Mais, Eva Darlan n’épingle pas seulement les clients, elle incarne également la gourou conseillère : « comment faire un bon névrosé », le prêtre madré : « je vous laisse la sexualité, laissez-moi la culpabilité, c’est mon produit d’appel ».
Car c’est en termes commerciaux que les manipulateurs en tout genre se partagent les bénéfices de la naïveté humaine. Tout ce monde-là se réunit sous la houlette d’une bistrotière au dernier tableau, et c’est le bon sens qui gagne au "café d'en face", là où se réconfortent ceux qui sortent de chez la thérapeute !
Ainsi, les sketchs de café théâtre s’emboîtent finalement comme un montage de scènes et forment une unité appelée « pièce ». Les tableaux sont rapides, ironiques, enlevés.

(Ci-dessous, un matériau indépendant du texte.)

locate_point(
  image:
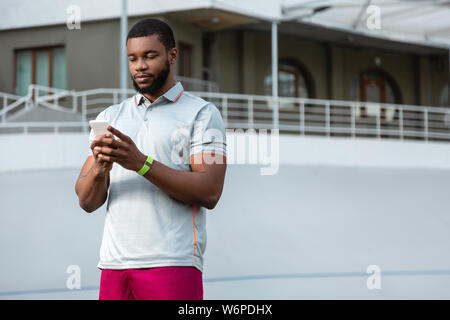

Eva Darlan, la bouche gourmande suce les mots qui égratignent, et font exploser de rire un public conquis. Entre le fameux divan rouge sang et un fauteuil d’osier, la comédienne promène un texte construit avec humour et ne se départit pas un instant de son sourire séducteur.
Ne commencez pas une analyse avant d’avoir vu et entendu Eva Darlan. Pour le prix d’un fauteuil d’orchestre, elle vous débarrassera de vos névroses. A quand le remboursement par la sécu ?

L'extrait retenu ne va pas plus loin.